L’Agenzia delle Entrate con risposta all’interpello chiarisce:
1) Sono soggetti all’imposta di bollo, gli atti, i documenti, i registri e le fatture quando la somma indicata è superiore a € 77,47 e non è soggetta ad Iva;
2) tra i ricavi o compensi rilevanti ai fini fiscali e previdenziali si deve includere l’imposta di bollo addebitata in fattura dall’emittente.
Chiarito questo aspetto vediamo quindi come andrà indicato nella Certificazione Unica Quadro “Certificazione lavoro autonomo, provvigioni e redditi diversi”:
- l’imposta di bollo deve essere indicata all’interno del punto 4 “Ammontare lordo corrisposto”, unitamente quindi al compenso puro;
- al punto 6 dovrà essere indicato il codice 24 “importo corrisposto a soggetto in regime forfettario”;
- al punto 7 dovrà essere indicato l’importo complessivamente corrisposto.
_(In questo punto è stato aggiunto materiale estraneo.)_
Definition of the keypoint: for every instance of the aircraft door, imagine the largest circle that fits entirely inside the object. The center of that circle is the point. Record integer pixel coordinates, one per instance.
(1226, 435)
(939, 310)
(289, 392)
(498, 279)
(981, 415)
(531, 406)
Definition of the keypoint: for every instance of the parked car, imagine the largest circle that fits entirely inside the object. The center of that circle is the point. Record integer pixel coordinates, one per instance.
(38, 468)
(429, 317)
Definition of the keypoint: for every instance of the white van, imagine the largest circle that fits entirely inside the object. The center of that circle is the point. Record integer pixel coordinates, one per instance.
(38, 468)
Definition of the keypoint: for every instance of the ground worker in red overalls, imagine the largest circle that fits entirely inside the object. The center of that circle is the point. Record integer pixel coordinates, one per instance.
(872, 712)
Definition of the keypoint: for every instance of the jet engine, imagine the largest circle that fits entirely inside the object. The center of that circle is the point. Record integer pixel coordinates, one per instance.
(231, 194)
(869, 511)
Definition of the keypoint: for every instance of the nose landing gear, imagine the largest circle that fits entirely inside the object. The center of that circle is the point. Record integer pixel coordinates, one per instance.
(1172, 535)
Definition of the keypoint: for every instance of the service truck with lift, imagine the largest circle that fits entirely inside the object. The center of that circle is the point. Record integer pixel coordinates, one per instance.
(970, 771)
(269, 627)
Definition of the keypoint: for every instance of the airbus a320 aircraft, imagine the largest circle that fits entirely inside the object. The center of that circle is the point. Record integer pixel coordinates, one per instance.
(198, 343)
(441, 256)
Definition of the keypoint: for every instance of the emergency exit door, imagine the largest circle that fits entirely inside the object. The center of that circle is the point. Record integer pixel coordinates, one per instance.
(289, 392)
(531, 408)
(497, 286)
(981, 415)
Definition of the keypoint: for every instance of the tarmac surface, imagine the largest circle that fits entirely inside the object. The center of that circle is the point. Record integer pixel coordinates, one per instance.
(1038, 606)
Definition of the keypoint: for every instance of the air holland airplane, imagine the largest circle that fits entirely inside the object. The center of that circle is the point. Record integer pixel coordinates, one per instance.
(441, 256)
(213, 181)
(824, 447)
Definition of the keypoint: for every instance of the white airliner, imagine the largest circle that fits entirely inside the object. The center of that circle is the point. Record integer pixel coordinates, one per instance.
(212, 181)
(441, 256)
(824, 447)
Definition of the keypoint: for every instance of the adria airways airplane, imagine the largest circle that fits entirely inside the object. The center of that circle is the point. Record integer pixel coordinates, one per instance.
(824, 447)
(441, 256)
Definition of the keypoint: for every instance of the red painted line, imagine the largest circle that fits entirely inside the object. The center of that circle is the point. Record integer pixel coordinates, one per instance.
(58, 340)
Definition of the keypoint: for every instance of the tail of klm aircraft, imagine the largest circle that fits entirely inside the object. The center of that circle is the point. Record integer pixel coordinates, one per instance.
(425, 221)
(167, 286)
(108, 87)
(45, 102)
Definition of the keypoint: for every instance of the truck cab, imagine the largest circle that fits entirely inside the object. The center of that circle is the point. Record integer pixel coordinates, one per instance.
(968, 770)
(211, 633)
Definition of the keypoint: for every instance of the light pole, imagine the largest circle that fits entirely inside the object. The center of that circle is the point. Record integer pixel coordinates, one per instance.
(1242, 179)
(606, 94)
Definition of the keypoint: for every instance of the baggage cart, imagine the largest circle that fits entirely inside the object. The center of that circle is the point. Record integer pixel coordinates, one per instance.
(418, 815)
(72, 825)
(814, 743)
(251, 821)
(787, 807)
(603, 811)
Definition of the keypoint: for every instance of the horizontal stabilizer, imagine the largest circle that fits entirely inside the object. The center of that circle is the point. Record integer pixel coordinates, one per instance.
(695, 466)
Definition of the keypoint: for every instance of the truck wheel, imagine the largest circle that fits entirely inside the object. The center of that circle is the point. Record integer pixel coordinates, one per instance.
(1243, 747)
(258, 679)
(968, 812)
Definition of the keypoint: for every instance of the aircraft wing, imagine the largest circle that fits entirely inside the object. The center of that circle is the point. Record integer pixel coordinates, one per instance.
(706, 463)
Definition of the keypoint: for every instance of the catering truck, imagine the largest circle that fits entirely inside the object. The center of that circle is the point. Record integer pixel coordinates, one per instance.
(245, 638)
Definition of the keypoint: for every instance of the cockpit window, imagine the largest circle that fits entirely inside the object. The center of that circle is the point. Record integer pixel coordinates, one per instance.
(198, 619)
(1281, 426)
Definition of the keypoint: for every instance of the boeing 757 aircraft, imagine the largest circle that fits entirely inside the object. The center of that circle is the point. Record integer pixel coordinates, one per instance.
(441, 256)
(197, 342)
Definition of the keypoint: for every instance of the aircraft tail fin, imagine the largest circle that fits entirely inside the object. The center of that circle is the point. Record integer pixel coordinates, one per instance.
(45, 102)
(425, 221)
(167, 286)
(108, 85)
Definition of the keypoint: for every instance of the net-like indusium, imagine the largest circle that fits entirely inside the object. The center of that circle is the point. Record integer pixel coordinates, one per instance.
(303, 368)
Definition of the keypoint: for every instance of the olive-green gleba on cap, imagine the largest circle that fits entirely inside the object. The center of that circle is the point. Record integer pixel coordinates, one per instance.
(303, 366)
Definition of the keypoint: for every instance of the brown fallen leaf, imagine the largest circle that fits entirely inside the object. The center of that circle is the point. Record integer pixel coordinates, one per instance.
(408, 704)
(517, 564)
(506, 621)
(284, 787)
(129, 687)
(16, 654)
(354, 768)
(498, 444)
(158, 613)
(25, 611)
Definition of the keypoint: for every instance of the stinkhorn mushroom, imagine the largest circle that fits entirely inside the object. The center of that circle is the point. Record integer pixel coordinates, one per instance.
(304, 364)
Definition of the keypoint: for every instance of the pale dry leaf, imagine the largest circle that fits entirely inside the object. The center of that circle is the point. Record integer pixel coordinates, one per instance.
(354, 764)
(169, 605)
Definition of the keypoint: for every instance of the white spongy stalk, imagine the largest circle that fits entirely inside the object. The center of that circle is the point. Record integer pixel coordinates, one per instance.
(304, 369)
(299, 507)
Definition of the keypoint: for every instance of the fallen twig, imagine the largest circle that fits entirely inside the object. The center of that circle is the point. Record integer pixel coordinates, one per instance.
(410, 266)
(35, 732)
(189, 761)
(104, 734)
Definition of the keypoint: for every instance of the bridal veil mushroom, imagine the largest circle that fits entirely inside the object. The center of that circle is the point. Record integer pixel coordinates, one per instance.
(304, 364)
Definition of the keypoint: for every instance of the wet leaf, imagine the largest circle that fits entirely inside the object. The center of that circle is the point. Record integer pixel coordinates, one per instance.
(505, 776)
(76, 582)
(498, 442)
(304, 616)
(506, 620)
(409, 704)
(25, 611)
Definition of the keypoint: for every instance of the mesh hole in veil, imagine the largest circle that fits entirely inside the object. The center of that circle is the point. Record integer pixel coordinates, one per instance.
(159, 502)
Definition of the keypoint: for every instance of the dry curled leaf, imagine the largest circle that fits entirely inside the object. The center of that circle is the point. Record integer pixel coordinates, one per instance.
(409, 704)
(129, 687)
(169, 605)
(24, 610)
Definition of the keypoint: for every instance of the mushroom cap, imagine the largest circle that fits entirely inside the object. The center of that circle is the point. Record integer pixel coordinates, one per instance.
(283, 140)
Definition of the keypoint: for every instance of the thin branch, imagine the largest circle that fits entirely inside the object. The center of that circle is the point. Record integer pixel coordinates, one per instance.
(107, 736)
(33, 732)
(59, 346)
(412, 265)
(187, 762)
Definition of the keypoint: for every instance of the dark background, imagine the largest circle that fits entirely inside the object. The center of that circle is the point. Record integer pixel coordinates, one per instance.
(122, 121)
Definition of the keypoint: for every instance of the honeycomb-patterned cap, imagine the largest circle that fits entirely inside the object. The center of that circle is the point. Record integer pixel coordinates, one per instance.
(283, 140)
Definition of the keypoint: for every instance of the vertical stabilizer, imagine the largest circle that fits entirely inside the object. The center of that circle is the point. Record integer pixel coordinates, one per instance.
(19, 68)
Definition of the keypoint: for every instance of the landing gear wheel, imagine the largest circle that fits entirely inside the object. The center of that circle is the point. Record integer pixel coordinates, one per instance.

Per completezza di informazioni si precisa che, a partire dall’anno di imposta 2024, stante l’introdotto obbligo di fatturazione elettronica anche per i contribuenti in regime forfettario, a prescindere dall’ammontare dei ricavi e compensi, non sussisterà più l’obbligo di trasmissione della Certificazione Unica per i compensi erogati a tali contribuenti.